The standard tax year in Ireland is the calendar year, January 1st to December 31st. Note, however, that alternate tax years are acceptable as long as they are 12 month periods.
The following chart summarizes the obligations of Ireland taxpayers with respect to payment dates and deadlines in Ireland.
Annual corporate income tax returns must be filed by the 23rd day of the 9th month after the end of the accounting period. The return must include the calculation of tax payable and all supporting documentation and other details relevant to the enterprise's tax liabilities. An authorized agent is permitted to make the return on the enterprises behalf.
In cases of an enterprises winding up, the tax return must be filed within three months of the commencing of the winding up process.
If an enterprise feels any items are in doubt, they are allowed treat such items to the best of their belief. These doubtful items must be disclosed when filing the return, which will generally provide protection from interest penalties due as a result of a subsequent adjustment by the tax authorities. Late returns, however, will not qualify for such protection. In addition, protection will be denied if used to avoid or evade tax, or if the doubt is based on disagreement with published interpretation of tax legislation.
Final payment of the tax liability is made at the time of the annual return, and all returns and payments must be done electronically.
Financial statements must be prepared and audited by a registered auditor and submitted along with the annual tax return.

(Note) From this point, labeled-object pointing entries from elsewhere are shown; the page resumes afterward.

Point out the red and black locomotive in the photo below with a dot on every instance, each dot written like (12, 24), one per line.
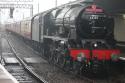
(77, 36)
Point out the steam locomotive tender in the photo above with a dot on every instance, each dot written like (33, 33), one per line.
(76, 36)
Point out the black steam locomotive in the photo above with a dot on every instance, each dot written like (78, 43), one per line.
(77, 36)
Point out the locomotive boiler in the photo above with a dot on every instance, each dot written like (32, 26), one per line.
(77, 36)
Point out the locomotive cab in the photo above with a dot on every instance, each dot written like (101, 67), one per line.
(94, 23)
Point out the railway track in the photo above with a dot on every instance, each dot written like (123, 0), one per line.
(115, 79)
(18, 68)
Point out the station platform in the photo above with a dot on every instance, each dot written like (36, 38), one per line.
(5, 76)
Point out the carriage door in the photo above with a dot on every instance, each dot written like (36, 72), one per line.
(35, 29)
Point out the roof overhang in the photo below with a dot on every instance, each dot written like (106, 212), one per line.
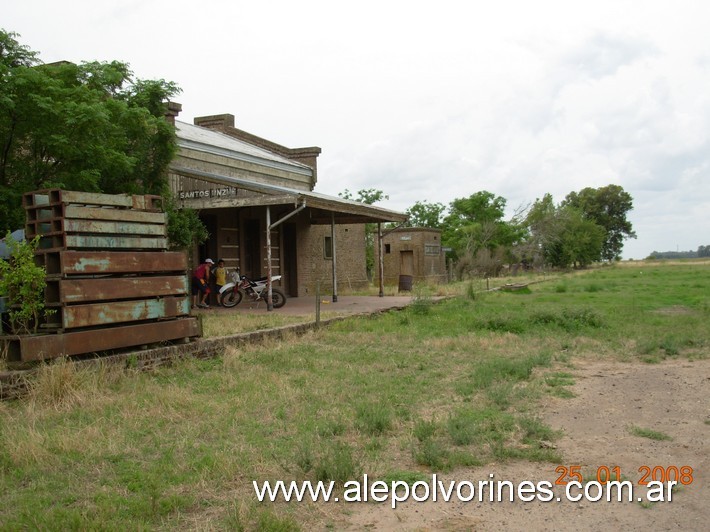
(323, 209)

Certain private limited companies are not required to have their financial statements audited. The small business criteria for exemption include:
- Balance sheet total not exceeding EUR 4.4m;
- Turnover not exceeding EUR 8.8m; and
- Employees not exceeding 50.
Medium sized companies may be exempted from the full extent of the requirements relating to annual financial statements in respect of any financial year if in respect of that year and the financial year immediately preceding that year the company satisfies two of the three following conditions:
- Balance sheet total not exceeding EUR 10m;
- Turnover not exceeding EUR 20m; and
- Employees not exceeding 250.
Large companies, however, must file full financial statements which consist of:
- Full balance sheet;
- Profit and loss account;
- Auditor's report; and
- Directors' report.
The following company types are not exempt from producing audited financial statements regardless of meeting the above criteria:
- Public limited companies;
- Unlimited companies;
- Parent or subsidiary companies;
- Banks and other financial institutions;
- Companies limited by guarantee;
- Insurance companies; and
- Financial intermediaries
In the case of enterprises with a previous year's tax liability of greater than EUR 200,000, initial preliminary tax payment is due by the 23rd day of the sixth month following the end of the previous period. The amount due is either 50% of the previous year's tax liability or 45% of the current year's tax liability.

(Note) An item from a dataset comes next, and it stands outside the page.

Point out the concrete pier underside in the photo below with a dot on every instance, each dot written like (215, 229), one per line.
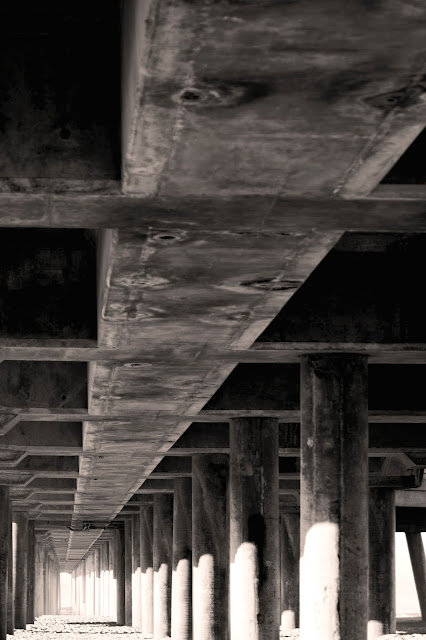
(212, 325)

The second preliminary payment (or only payment in the case of enterprises with previous year's tax liability less than EUR 200,000) must be made by the 23rd day of the 11th month following the end of the previous period. The amount payable is the remaining balance of 90% of the current period’s tax liability or 100% of the previous year's tax liability.
Small companies continue to pay preliminary tax in one installment, 31 days before the end of the accounting period. However, where this date is later than day 21 of a month the payment must be made by day 21 of that month.
There is an extension of two days rom day 21 to day 23] for those companies which file their returns and payments electronically.
Enterprises registered for VAT in Ireland are required to submit an annual statistical return of trading details. The Return includes a breakdown of the supply of goods and services, imports and deductible inputs at the various VAT rates applicable during the year, including all Irish, Intra-EU and non-EU trade. The timing of the return is based on the accounting period of the company, and must be submitted by the 19th of the month after the end of the period.
Ireland requires that all returns, payments and other filing be made using their electronic service, Revenues Online Service (ROS). https://www.ros.ie
Companies incorporated in Ireland are required to hold an annual general meeting within 18 months of incorporation. Subsequent meetings must be held within nine months of the end of the company's accounting period and within 15 months of the previous meeting. Companies with a single shareholder are not required to hold annual general meetings.
All companies incorporated in Ireland must submit an annual return and financial statements to the Companies Registration Office. The return should include the following:
- Registered office of the company;
- Authorized and issued share capital;
- Shareholders Information;
- Directors and secretary information;
- Any transfer of shares since last return; and
- Any political donations
The annual return date is set by the Companies Registration Office based on the date of incorporation of the company, though this may be changed once every five years. The date must be within nine months of the end of the accounting period of the company, and the return must be filed within 28 days of that date.